McManus, a retired Winnipeg nurse, set out with her camera in June 2014 to take one nice photo of an old grain elevator for a photo contest she wanted to enter.
"I retired and I was claustrophobic," she said. "I worked in a place that didn't even have windows for years. I just wanted to get out.
"I had this picture of what I wanted to do and I went expecting the first elevator would work and it didn't, and the second didn't work and the third didn't work," she added.
It was then that she tasked her husband, whose hobby was navigation, GPS and mapping, with finding all of the grain elevators in Manitoba.
"By the time I got the picture I wanted, we were on a roll and just stayed on with it," McManus added.
More than 1,000 pictures and 130 locations later, she had an extensive library of the existing elevators standing in Manitoba.
Her quest eventually drew the attention of Gordon Goldsborough at the Manitoba Historical Society.
"Well the initial incentive is that I'm mapping historical sites of all kinds around the province, so I'm looking for things like one-room school houses and a variety of other buildings," Goldsborough said. "It was a natural extension to go on and look at grain elevators too.
'By the time I got the picture I wanted, we were on a roll and just stayed on with it.' - Jean McManus
"What Jean had realized, and what I now realize, is that the vast majority of them [grain elevators] are now gone."
MHS has now mapped more than 150 grain elevators on their website, a far cry from the 700 that once stood overlooking the Manitoba landscape, according to Goldsborough.
McManus has photographed 160 elevators at 132 separate locations in the province.
To her knowledge, she has photos of all of the remaining elevators that stand along rail-road lines in Manitoba.
However, she is still seeking out a few that she has heard are still standing in private farm yards and other locations.
She defines an elevator as a structure that has a wooden elevator at it's core.
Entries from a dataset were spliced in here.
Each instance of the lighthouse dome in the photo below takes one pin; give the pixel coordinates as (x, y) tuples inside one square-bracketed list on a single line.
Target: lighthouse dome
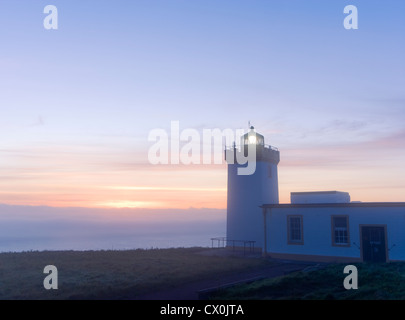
[(252, 137)]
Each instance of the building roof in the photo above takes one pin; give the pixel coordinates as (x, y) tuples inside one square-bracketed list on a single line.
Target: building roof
[(334, 205)]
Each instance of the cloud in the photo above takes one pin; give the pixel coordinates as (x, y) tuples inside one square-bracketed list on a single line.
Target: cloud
[(47, 228)]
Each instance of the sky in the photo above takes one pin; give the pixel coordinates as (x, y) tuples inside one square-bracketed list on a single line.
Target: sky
[(77, 104)]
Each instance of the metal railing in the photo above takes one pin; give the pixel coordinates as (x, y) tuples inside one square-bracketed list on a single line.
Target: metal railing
[(223, 242)]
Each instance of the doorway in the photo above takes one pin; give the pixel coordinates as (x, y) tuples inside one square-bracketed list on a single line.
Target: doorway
[(374, 243)]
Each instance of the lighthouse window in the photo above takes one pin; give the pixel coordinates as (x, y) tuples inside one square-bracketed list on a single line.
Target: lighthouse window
[(295, 231), (340, 230)]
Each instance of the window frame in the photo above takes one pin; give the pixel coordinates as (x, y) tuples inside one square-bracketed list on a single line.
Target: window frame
[(333, 228), (295, 242)]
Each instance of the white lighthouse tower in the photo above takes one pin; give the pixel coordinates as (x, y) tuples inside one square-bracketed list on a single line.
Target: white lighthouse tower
[(247, 192)]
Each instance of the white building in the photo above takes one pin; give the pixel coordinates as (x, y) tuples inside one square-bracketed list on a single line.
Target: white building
[(316, 226)]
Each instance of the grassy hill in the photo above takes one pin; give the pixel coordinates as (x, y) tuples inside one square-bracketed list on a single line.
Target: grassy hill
[(375, 282), (110, 274)]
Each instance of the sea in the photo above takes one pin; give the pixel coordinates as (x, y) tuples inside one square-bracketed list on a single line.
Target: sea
[(40, 228)]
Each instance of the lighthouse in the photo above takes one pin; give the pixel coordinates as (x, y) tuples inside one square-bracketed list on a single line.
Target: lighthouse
[(246, 192)]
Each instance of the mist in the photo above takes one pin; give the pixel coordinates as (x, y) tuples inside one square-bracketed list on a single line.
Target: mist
[(26, 228)]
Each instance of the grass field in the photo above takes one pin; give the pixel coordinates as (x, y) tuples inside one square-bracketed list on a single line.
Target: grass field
[(110, 274), (375, 282)]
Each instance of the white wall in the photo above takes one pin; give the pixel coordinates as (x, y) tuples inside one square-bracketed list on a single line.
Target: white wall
[(245, 195), (317, 230)]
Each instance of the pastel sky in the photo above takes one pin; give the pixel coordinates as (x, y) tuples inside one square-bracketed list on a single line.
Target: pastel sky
[(77, 103)]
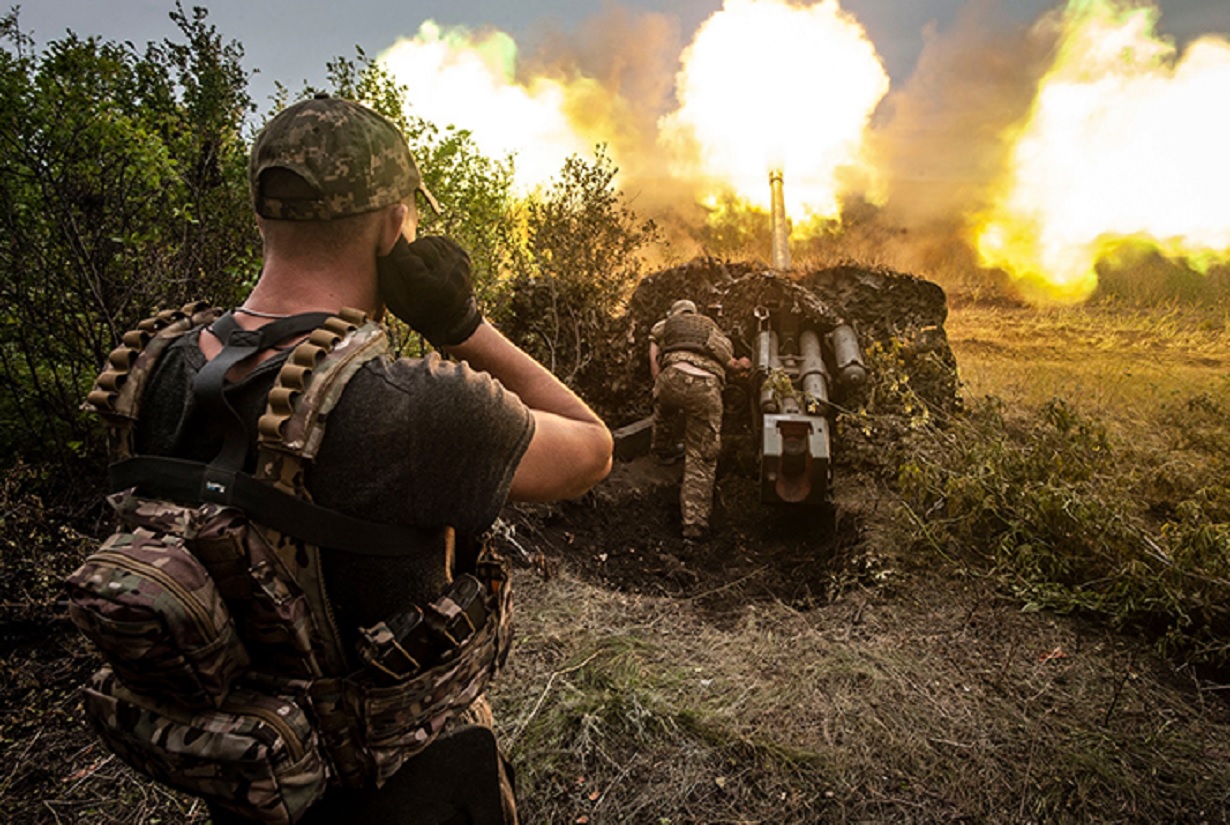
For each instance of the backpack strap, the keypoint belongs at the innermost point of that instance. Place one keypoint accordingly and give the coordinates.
(290, 432)
(117, 391)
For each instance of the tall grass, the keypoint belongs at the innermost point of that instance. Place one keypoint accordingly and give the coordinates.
(1121, 512)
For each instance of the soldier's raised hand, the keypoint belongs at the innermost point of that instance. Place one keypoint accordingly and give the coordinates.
(427, 284)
She is not photographing the new, sophisticated elevators built out of concrete.
Race against time
And while she enjoys the beauty of Manitoba and exploring landscapes and other features, there is a sense of urgency to capture the history of the grain elevator.
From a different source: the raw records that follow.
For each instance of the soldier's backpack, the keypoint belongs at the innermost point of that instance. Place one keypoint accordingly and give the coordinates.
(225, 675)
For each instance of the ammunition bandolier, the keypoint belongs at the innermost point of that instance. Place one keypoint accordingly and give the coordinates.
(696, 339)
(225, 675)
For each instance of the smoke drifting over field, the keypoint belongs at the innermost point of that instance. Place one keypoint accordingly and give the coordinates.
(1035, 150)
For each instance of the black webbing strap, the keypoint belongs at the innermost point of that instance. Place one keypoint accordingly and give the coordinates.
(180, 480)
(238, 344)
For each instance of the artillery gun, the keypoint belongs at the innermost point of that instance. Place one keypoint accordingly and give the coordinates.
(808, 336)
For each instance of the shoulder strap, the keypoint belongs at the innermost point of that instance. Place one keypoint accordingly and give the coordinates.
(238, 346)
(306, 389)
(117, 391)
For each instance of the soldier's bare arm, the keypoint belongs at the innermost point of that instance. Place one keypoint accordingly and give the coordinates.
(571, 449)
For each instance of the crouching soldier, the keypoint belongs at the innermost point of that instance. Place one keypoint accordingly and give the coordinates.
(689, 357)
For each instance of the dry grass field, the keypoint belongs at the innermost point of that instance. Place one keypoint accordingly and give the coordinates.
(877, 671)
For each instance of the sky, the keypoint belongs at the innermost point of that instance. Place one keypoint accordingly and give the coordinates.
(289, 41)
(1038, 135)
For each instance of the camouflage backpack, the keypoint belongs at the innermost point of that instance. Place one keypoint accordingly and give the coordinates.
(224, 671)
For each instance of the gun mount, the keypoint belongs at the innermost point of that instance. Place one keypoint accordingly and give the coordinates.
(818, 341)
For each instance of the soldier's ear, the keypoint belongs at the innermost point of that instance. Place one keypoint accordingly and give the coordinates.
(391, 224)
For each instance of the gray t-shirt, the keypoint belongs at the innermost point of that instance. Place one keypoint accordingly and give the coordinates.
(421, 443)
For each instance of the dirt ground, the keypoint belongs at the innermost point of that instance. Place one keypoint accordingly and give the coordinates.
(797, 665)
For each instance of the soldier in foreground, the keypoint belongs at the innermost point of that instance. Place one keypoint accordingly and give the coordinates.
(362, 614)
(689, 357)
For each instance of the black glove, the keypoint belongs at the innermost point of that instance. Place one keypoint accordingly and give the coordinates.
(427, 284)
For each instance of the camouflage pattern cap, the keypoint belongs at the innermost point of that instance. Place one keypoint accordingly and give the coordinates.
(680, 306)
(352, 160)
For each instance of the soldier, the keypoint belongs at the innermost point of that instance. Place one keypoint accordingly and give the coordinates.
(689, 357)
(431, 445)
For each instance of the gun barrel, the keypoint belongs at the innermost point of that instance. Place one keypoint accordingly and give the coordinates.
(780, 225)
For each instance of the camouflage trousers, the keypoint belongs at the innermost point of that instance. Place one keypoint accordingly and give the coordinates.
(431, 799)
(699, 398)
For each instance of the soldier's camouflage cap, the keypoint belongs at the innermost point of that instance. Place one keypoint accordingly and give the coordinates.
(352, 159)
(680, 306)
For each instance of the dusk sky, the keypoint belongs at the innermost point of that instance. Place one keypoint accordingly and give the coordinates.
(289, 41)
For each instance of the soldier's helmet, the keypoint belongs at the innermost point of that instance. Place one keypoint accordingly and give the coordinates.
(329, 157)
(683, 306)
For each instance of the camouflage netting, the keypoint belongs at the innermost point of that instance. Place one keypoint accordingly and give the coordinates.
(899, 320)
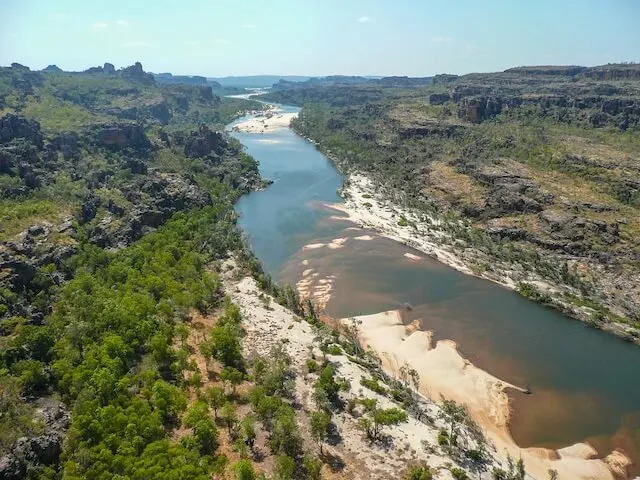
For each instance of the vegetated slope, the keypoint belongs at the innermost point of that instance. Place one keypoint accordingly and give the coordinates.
(92, 285)
(535, 172)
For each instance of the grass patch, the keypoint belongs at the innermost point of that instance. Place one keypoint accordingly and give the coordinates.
(17, 215)
(59, 116)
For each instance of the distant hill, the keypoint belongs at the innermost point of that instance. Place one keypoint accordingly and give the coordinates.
(256, 81)
(184, 79)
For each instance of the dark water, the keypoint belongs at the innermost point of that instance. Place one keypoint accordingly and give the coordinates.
(586, 383)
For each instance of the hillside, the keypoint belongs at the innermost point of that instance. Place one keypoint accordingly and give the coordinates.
(116, 194)
(530, 176)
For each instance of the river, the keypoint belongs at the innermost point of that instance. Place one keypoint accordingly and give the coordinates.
(586, 383)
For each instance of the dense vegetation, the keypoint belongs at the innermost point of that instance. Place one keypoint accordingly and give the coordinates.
(117, 200)
(533, 170)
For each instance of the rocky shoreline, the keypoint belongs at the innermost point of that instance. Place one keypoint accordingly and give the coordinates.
(376, 207)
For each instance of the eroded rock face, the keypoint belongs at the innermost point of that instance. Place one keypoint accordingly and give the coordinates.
(136, 73)
(42, 450)
(67, 143)
(14, 126)
(204, 142)
(123, 135)
(475, 110)
(159, 111)
(439, 98)
(166, 194)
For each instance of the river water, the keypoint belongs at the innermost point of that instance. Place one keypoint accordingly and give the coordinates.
(586, 383)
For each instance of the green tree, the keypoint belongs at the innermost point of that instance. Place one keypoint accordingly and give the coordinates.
(320, 422)
(285, 468)
(376, 418)
(418, 472)
(229, 416)
(244, 470)
(249, 430)
(453, 414)
(216, 398)
(312, 468)
(233, 377)
(285, 436)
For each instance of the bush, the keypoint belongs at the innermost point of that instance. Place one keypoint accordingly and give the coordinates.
(312, 365)
(244, 470)
(459, 474)
(418, 472)
(334, 350)
(373, 384)
(443, 438)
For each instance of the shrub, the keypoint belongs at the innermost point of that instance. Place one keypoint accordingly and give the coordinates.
(373, 384)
McManus has counted at least eight elevators that have been demolished since she photographed them.
"Once we got mapping out where these were we got a little bit interested of it in a historical point. They are so expensive to maintain and they are a liability if they aren't being used," she said.
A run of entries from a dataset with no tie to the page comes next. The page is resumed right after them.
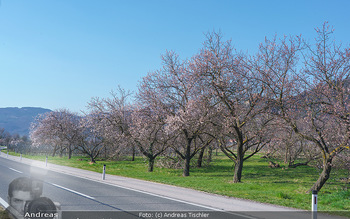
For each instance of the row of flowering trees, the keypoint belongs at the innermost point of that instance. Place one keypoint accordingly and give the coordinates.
(291, 95)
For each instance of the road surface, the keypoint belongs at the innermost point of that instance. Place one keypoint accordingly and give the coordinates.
(84, 191)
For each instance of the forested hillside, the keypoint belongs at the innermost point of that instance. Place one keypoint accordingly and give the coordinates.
(17, 120)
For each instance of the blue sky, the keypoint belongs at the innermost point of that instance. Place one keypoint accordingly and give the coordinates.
(61, 53)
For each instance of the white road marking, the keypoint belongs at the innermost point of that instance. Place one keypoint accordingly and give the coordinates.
(70, 190)
(3, 203)
(15, 170)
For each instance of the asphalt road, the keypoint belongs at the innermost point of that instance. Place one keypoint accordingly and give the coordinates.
(84, 195)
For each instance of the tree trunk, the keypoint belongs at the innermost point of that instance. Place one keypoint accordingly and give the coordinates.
(92, 159)
(70, 151)
(239, 162)
(186, 171)
(200, 158)
(322, 179)
(210, 154)
(150, 164)
(133, 153)
(238, 170)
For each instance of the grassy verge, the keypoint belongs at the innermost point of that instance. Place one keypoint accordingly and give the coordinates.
(280, 186)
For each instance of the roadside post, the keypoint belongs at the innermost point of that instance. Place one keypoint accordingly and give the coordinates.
(104, 172)
(314, 204)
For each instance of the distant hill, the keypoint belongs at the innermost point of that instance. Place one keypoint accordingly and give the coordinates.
(18, 120)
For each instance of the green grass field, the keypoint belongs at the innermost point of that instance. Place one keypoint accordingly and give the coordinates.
(260, 183)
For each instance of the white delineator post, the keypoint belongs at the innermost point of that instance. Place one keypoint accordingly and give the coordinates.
(104, 172)
(314, 204)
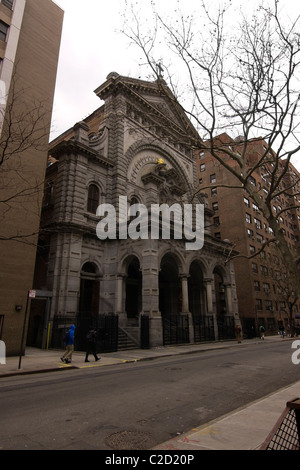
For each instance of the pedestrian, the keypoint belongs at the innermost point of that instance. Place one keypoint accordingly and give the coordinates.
(281, 331)
(67, 357)
(238, 333)
(91, 345)
(262, 332)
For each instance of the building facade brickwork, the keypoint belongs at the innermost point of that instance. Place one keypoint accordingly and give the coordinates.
(130, 147)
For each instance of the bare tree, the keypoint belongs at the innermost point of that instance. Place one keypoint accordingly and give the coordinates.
(23, 131)
(238, 77)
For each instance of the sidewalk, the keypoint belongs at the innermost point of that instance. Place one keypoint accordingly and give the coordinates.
(243, 429)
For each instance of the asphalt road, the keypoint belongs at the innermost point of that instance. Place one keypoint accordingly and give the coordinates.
(137, 406)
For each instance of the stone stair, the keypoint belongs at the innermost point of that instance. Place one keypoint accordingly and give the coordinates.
(125, 342)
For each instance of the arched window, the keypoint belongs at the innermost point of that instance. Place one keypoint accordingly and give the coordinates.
(93, 198)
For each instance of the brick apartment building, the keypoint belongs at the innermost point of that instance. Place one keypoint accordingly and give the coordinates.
(131, 146)
(30, 33)
(261, 296)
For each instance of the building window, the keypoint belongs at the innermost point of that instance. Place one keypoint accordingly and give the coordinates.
(257, 285)
(93, 198)
(264, 270)
(254, 268)
(8, 3)
(269, 305)
(246, 201)
(3, 30)
(48, 194)
(1, 325)
(248, 218)
(216, 221)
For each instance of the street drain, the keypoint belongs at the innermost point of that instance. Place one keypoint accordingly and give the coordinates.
(129, 440)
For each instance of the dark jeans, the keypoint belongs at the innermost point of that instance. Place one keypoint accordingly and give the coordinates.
(91, 349)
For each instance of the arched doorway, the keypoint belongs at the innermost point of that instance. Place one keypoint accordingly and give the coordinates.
(203, 324)
(170, 298)
(133, 304)
(89, 290)
(225, 322)
(219, 293)
(175, 324)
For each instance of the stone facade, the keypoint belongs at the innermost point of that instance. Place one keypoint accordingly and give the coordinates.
(29, 56)
(132, 146)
"We will have a generation in the near future that has never seen a grain elevator" - Gordon Goldsborough
"We want to document the remaining elevators," said Goldsborough. "Capture information on them before they are gone from living memory."
And aside from photos of the hundreds that have since been demolished, Goldsborough is also looking for any information or stories about the structures to add to the MHS website.
"We will have a generation in the near future that has never seen a grain elevator and I think they will be quite interested to see what these look like," he said.
"Manitoba elevators are a little bit like the lighthouses are on the east coast," McManus added. "So if you can find ways to sustain them, it's progress in our opinion."